Throughout the album, Howard shifts between subtle permutations of shifting sound, etched with his trademark intimacy and restraint, and applied with a palate both minimalist and expansive; to his own piano, celeste and synthesiser, the Budapest Art Orchestra (conducted by Peter Pejtsik) plays strings, guests added flugelhorn, viola, contrabass and modular synth whilst fellow post-classicist Ben Lukas Boysen provides additional programming, production and mixing on ‘Critical Spirit’ and ‘The Opening Of The Gates’.
The uncanny alliance between beauty of the music and its uneasy tension is exemplified by the first single to be lifted from ‘All Of Us’, ‘The Opening Of The Gates’: a quiet flurry of low-tone pulses and synth loops beneath Howard’s piano imagining the feeling of anticipation and nervousness as quarantine is finally lifted in Oran.

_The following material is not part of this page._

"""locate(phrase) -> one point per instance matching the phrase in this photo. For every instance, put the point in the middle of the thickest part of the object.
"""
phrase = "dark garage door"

Eight years on from the release of his compelling debut album ‘Sun, Cloud’, Luke Howard has now established himself as one of the most important and exciting musicians in contemporary classical music. The composer has been at the forefront of opening up piano music to a new generation, while challenging the notion of what can be achieved in the form. He has twice been nominated for the Australian Music Prize. His 2019 work ‘Beating Heart Stories’ featured stunning reworkings of his acclaimed album ‘Open Heart Story’. The same year, Howard’s first film soundtrack ‘The Sand That Ate The Sea’ for director Matthew Thorne’s documentary about the Australian outback was nominated for Best Soundtrack at the ARIA Awards. He has worked on ballets with The Royal Ballet at Covent Garden and Atlanta Ballet. As well as his solo music, he leads The Luke Howard Trio and has made albums with jazz bassist Janos Bruneel and Grammy-winning trumpeter Nadje Noordhuis. Luke’s most recent album 2020’s ‘All That Is Not Solid’ represented his most audacious and exciting album to date. It documented four concerts played in January of wholly improvised music, highlighting his breath-taking melodic talent.
Howard is currently remixing ‘All Of Us’ for spatial audio (‘surround sound’ in layman’s terms) and preparing for when he can play live again. His jazz trio are about to announce new shows, and he is working on a ballet commission. As lockdown finally lifts again in Melbourne, as it once did in Oran, a sense of normality may return, but either way, ‘All Of Us’ will remain a beautifully moving document of a unique time in history.